Now that the quarantine is over and almost all the passengers have left, the concern is that they start spreading the virus on the mainland. Since the end of the quarantine, Japanese authorities allowed some 1,000 passengers who tested negative for the virus to leave freely, but experts fear that some of them will develop symptoms later.

In the early hours of February 2, even before the ship docked at Yokohama, the Hong Kong authorities informed the Japanese Ministry of Health about that first infected passenger. But just past 23 that night, when the shows on board ended, passengers were advised not to leave their cabins. When the ship docked, the doctors they boarded went door to door to see if they had a fever, cough, and to do some of them. On board people continued to socialize, mixing in the rows of the dining room, sharing ladles, salt and pepper shakers on the tables.

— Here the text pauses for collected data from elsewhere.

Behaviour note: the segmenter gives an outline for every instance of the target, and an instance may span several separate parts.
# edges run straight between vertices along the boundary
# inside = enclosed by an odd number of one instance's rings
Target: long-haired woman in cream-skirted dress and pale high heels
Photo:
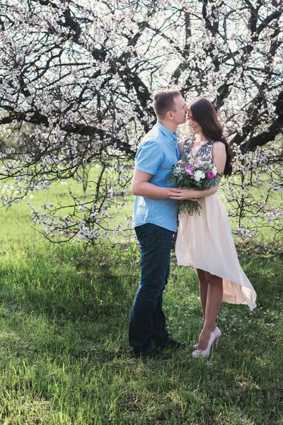
[[[211,160],[219,176],[229,176],[231,149],[212,103],[200,98],[190,104],[187,115],[193,137],[179,142],[181,154]],[[218,186],[205,191],[182,188],[169,191],[170,198],[176,200],[199,198],[202,207],[200,215],[180,212],[175,246],[178,264],[193,266],[200,280],[204,326],[192,353],[195,358],[209,357],[214,341],[218,344],[221,331],[216,327],[216,317],[221,301],[248,304],[250,310],[256,306],[256,293],[238,262],[229,217],[217,189]]]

The passengers assumed that their departure would be delayed one day, or something like that. On the morning of the next day, February 5, the captain spoke again on the intercom and told them that the Japanese Ministry of Health had confirmed 10 cases of coronavirus aboard the cruise.

Many were already on their way to the dining room for breakfast, but the captain told them that they should return immediately to their cabins, where they would remain isolated for the next 14 days. Caught there, the 2666 passengers now had time to remember each of the interpersonal encounters that could have put them in contact with the virus in the days before the ship was closed. And every day new cases appeared: first 10, then another 10 and then a peak of 41.

The most desperate thing for the passengers was the feeling that they were reprinted. Hours passed since the Ministry of Health leaked the data of the new infections to the media until passengers on board were notified.

On the second day, health authorities began to allow those housed in cabins without windows to take turns on deck to ventilate. Only on the third day the passengers were informed that they should keep two meters away from each other.

Analysis

At first, health authorities did not analyze all passengers for the virus, arguing for lack of resources. Instead, they focused on high-risk individuals: those who had had direct contact with the originally infected passenger, and then passed on to older adults and people with symptoms.

Some found it difficult to get medical attention, even after they began to show symptoms of the disease. Carol Montgomery, 67, from San Clemente, Calif., Called the infirmary to let her know she had a fever and wanted to have her tested. They told him that it depended on the Ministry of Health, and that there were no test kits on board. Her husband, John, called the US embassy in Tokyo and tried to convince an official that everyone should be analyzed. “I feel under the microscope,” said Montgomery. “We are the guinea pigs of an experiment.”

During all that time, the crew worked piecework, in shifts of up to 13 hours. The 1045 crew had to remain in their positions despite the increasing risk; 85 were infected. “The emotional, physical and psychological stress we are suffering is really terrible,” said a woman from the kitchen staff, who contracted the virus.

As the cases of contagion were increasing, the boredom of the passengers became fear. In private Facebook groups, they expressed their desperation to leave, and their families viralized the hashtag #getthemoffthatboat (“get them off that ship”). They questioned the effectiveness of quarantine and warned that the virus could pass from cabin to cabin through the ventilation system.

A week and a half later, the United States decided to evacuate its citizens on board, but it proved problematic. When the 328 American passengers and crew were on their way to Tokyo airport, officials learned through the health authorities that 14 of them were infected. Finally, they decided to evacuate them all the same. They put the infected in the back and divided the plane with plastic and duct tape.

Other countries did the same, by evacuating quarantined citizens in charter planes. However, many passengers simply had to get off the ship alone in Yokohama at the end of the quarantine, including a large number of Japanese, representing half of all passengers on board.